Genève

Sophie Bobillier: «Ces jeunes se sentent démunis»

20.12.2023 18h46 Lucie Hainaut

BOBILLIER BOBILLIER

La mort d’un jeune Afghan retrouvé dans le Rhône, Ali Peyvandi, relance le débat sur l’accueil des migrants à Genève. L’avocate de la famille d’Ali, Sophie Bobillier, réclame un meilleur accompagnement pour les jeunes qui passent la majorité.

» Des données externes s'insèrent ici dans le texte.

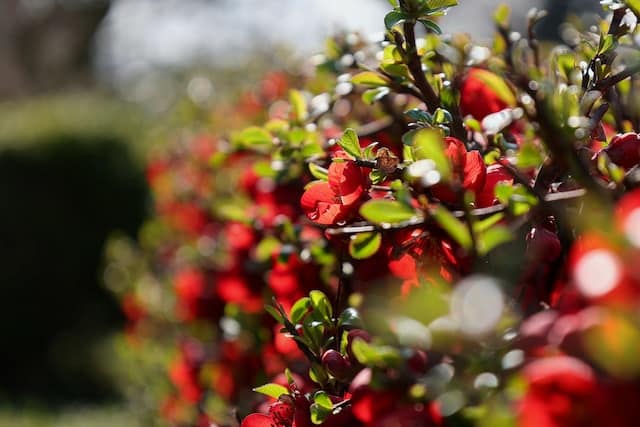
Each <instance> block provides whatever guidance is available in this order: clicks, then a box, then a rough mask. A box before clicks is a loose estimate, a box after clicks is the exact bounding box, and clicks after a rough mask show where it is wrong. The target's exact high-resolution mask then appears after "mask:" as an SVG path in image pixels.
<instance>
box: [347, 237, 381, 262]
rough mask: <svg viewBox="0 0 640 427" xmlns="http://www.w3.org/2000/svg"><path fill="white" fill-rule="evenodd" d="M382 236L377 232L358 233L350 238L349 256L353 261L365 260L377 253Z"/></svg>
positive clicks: (349, 244) (379, 244)
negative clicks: (350, 255)
mask: <svg viewBox="0 0 640 427" xmlns="http://www.w3.org/2000/svg"><path fill="white" fill-rule="evenodd" d="M381 243H382V235H381V234H380V233H377V232H370V233H360V234H356V235H353V236H351V240H350V241H349V254H350V255H351V256H352V257H353V258H355V259H366V258H369V257H371V256H373V255H375V253H376V252H378V249H380V244H381Z"/></svg>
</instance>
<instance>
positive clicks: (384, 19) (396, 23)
mask: <svg viewBox="0 0 640 427" xmlns="http://www.w3.org/2000/svg"><path fill="white" fill-rule="evenodd" d="M406 19H407V16H406V15H405V14H404V13H402V12H400V11H397V10H392V11H391V12H389V13H387V15H386V16H385V17H384V25H385V26H386V27H387V30H389V31H391V29H392V28H393V27H394V26H396V25H398V24H401V23H402V22H404V21H405V20H406Z"/></svg>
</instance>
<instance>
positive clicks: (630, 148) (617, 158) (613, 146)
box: [603, 132, 640, 169]
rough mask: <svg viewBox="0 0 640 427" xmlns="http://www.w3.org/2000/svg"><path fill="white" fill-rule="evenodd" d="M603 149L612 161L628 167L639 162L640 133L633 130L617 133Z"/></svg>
mask: <svg viewBox="0 0 640 427" xmlns="http://www.w3.org/2000/svg"><path fill="white" fill-rule="evenodd" d="M603 151H604V152H605V153H607V156H609V159H610V160H611V161H612V162H613V163H615V164H616V165H618V166H622V167H623V168H625V169H630V168H632V167H634V166H635V165H637V164H638V163H640V135H639V134H637V133H633V132H630V133H625V134H622V135H617V136H615V137H614V138H613V139H612V140H611V143H610V144H609V145H608V146H607V147H606V148H605V149H604V150H603Z"/></svg>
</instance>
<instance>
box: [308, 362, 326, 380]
mask: <svg viewBox="0 0 640 427" xmlns="http://www.w3.org/2000/svg"><path fill="white" fill-rule="evenodd" d="M309 378H311V381H313V382H315V383H316V384H320V385H322V384H324V383H325V382H326V381H327V379H328V378H327V373H326V372H325V371H324V368H323V367H322V366H321V365H319V364H318V363H316V362H313V363H312V364H311V367H310V368H309Z"/></svg>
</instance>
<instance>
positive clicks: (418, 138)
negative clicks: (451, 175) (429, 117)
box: [413, 129, 451, 181]
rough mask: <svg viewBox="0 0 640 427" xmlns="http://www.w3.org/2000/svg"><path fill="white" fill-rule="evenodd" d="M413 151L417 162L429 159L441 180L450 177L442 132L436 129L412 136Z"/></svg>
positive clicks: (422, 131) (416, 132)
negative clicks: (444, 147)
mask: <svg viewBox="0 0 640 427" xmlns="http://www.w3.org/2000/svg"><path fill="white" fill-rule="evenodd" d="M413 147H414V148H413V150H414V154H415V158H416V159H417V160H422V159H431V160H433V161H434V163H435V164H436V168H437V169H438V172H440V175H441V176H442V178H443V180H445V181H447V180H448V179H449V177H450V176H451V164H450V163H449V159H448V158H447V156H446V155H445V153H444V143H443V135H442V132H441V131H440V130H438V129H421V130H419V131H417V132H416V133H415V134H414V135H413Z"/></svg>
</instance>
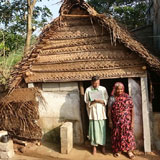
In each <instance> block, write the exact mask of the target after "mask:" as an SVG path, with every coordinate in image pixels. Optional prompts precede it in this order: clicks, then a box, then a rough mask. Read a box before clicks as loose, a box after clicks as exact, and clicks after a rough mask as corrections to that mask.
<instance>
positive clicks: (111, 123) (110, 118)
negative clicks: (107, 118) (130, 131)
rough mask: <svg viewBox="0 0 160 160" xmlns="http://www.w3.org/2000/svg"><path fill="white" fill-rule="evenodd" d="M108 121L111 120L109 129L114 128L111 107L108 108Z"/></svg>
mask: <svg viewBox="0 0 160 160" xmlns="http://www.w3.org/2000/svg"><path fill="white" fill-rule="evenodd" d="M108 119H109V127H110V128H113V123H112V118H111V107H110V106H108Z"/></svg>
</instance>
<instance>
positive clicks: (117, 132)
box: [111, 93, 136, 153]
mask: <svg viewBox="0 0 160 160" xmlns="http://www.w3.org/2000/svg"><path fill="white" fill-rule="evenodd" d="M132 108H133V101H132V98H131V97H130V96H129V95H128V94H126V93H123V94H122V95H120V96H119V97H116V98H115V102H114V103H113V105H112V109H111V117H112V122H113V129H112V137H111V141H112V149H113V153H117V152H120V151H123V152H125V151H132V150H134V149H135V146H136V144H135V139H134V134H133V129H132V127H131V124H132Z"/></svg>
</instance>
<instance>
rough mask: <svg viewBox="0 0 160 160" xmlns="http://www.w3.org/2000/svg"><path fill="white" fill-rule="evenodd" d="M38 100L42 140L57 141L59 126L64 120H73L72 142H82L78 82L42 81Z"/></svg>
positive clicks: (57, 138) (58, 134) (80, 119)
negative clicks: (72, 140) (41, 131)
mask: <svg viewBox="0 0 160 160" xmlns="http://www.w3.org/2000/svg"><path fill="white" fill-rule="evenodd" d="M41 92H42V96H43V97H44V99H45V101H46V104H44V103H42V102H41V100H39V114H40V120H39V122H38V123H39V125H40V127H41V128H42V132H43V140H44V141H50V142H51V141H53V142H56V141H59V135H60V133H59V127H60V125H62V124H63V123H64V122H66V121H70V122H73V140H74V143H76V144H80V143H82V142H83V132H82V123H81V116H80V98H79V89H78V83H76V82H75V83H74V82H73V83H43V84H42V89H41Z"/></svg>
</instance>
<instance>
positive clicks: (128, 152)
mask: <svg viewBox="0 0 160 160" xmlns="http://www.w3.org/2000/svg"><path fill="white" fill-rule="evenodd" d="M128 157H129V158H130V159H134V158H135V155H134V154H133V152H132V151H128Z"/></svg>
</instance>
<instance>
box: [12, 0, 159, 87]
mask: <svg viewBox="0 0 160 160" xmlns="http://www.w3.org/2000/svg"><path fill="white" fill-rule="evenodd" d="M77 11H78V14H77ZM102 32H103V33H102ZM144 65H147V67H148V68H150V69H152V70H154V71H157V72H159V71H160V61H159V60H158V59H157V58H156V57H154V56H153V55H151V54H150V53H149V52H148V51H147V50H146V49H145V48H144V46H143V45H142V44H140V43H139V42H137V41H136V40H134V39H133V38H132V37H131V36H130V34H129V33H128V32H127V31H126V30H124V29H122V28H121V27H120V26H119V25H118V24H117V22H116V21H115V20H114V19H113V18H112V17H111V16H106V15H103V14H98V13H97V12H96V11H95V10H94V9H93V8H92V7H91V6H90V5H89V4H87V3H86V2H84V1H83V0H64V3H63V4H62V6H61V8H60V16H59V17H58V18H56V19H55V20H53V21H52V22H51V23H50V24H49V25H47V26H46V27H45V28H44V29H43V31H42V33H41V34H40V36H39V40H38V42H37V44H36V45H35V46H34V47H33V48H32V49H31V50H30V52H29V53H28V54H27V55H25V56H24V58H23V59H22V61H21V62H20V63H19V64H17V65H16V66H15V68H14V71H13V72H12V77H11V79H10V81H9V86H10V89H13V88H15V87H17V86H18V85H19V84H20V82H21V81H22V79H25V81H26V83H29V82H59V81H79V80H88V79H90V78H91V77H92V76H93V75H95V74H96V75H97V74H98V75H100V76H101V77H102V78H117V77H131V76H134V75H135V76H140V75H143V74H145V70H144V69H145V67H143V66H144Z"/></svg>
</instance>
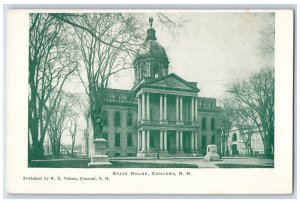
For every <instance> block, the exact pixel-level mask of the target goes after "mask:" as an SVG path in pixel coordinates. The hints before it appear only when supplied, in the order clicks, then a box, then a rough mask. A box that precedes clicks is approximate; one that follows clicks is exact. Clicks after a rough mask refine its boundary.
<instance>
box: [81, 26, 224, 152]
mask: <svg viewBox="0 0 300 203" xmlns="http://www.w3.org/2000/svg"><path fill="white" fill-rule="evenodd" d="M133 65H134V71H135V81H134V84H133V87H132V89H131V90H120V89H108V90H107V95H108V96H107V100H106V104H105V105H104V106H103V112H102V116H103V123H104V127H103V133H102V136H103V137H104V138H105V139H106V140H107V155H108V156H138V157H156V156H200V155H204V154H205V152H206V146H207V145H208V144H216V145H217V146H220V144H221V143H220V130H219V125H220V124H219V115H220V108H219V107H217V105H216V99H215V98H204V97H199V96H198V94H199V92H200V89H199V88H198V87H197V83H195V82H190V81H186V80H184V79H183V78H181V77H180V76H178V75H176V74H175V73H169V60H168V57H167V54H166V52H165V49H164V48H163V47H162V46H161V45H160V44H159V43H158V42H157V40H156V34H155V30H154V28H152V26H151V27H150V28H149V29H148V30H147V36H146V39H145V41H144V43H143V44H142V46H141V48H140V49H139V50H138V51H137V54H136V57H135V59H134V61H133ZM90 134H91V133H90ZM89 140H90V141H89V142H86V141H85V143H88V145H89V146H90V147H89V149H90V154H92V153H93V152H94V149H93V147H94V144H93V138H90V139H89ZM86 145H87V144H86ZM85 147H86V148H87V146H85ZM218 150H220V147H218Z"/></svg>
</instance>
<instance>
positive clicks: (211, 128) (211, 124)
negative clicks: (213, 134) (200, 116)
mask: <svg viewBox="0 0 300 203" xmlns="http://www.w3.org/2000/svg"><path fill="white" fill-rule="evenodd" d="M210 129H211V130H215V129H216V120H215V119H214V118H212V119H211V120H210Z"/></svg>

Sophie Bobillier connaît bien la situation des jeunes migrants: elle propose une permanence juridique pour les mineurs non accompagnés et les requérants d'asile mineurs non accompagnés. Selon elle, le passage à la majorité est très difficile: «Ces jeunes se sentent complètement démunis, ils ont le sentiment de se faire balader par l’Hospice, de passer d’un hébergement à l’autre suite à la fermeture du foyer de l’Étoile». Elle estime que cette transition a été particulièrement difficile pour le jeune Afghan: «Ali Peyvandi a été déplacé, tout juste majeur, dans un établissement où il y avait 91 personnes, un seul intervenant social, un intendant et deux Securitas. C’est évident que ce n’était pas suffisant pour lui qui avait un risque de passage à l’acte très important, et qui avait déjà fait des tentatives de suicide».

«Ses parents sont dévastés par cette nouvelle»

Aujourd’hui, l’avocate représente la famille du jeune homme, restée en Afghanistan: «J’ai eu contact avec la famille d’Ali Peyvandi. Ses parents sont dévastés par cette nouvelle, au point que sa maman a fait un AVC quand elle a appris le décès de son fils. Le souhait de sa famille était de le rapatrier en Afghanistan. Aujourd’hui il a passé la douane afghane, et dans quelques heures il devrait être réuni avec sa famille pour qu’il puisse être enterré» raconte-t-elle. Son travail ne s’arrête pas là: elle va désormais suivre l’évolution de l’enquête. Le rapport d’autopsie devrait être disponible dans 6 mois. Elle fera les démarches nécessaires pour permettre à la famille de le consulter: «Ils ont beaucoup de questionnements sur lesquels on essayera de répondre. La première question que tout le monde se pose, c’est de savoir comment ça se fait que dans les cinq dernières années, quatre jeunes sont décédés dans des circonstances similaires à Genève».

Elle conclut: «Ce qu’ils souhaitent surtout, c’est que ce type de drame ne se reproduise pas».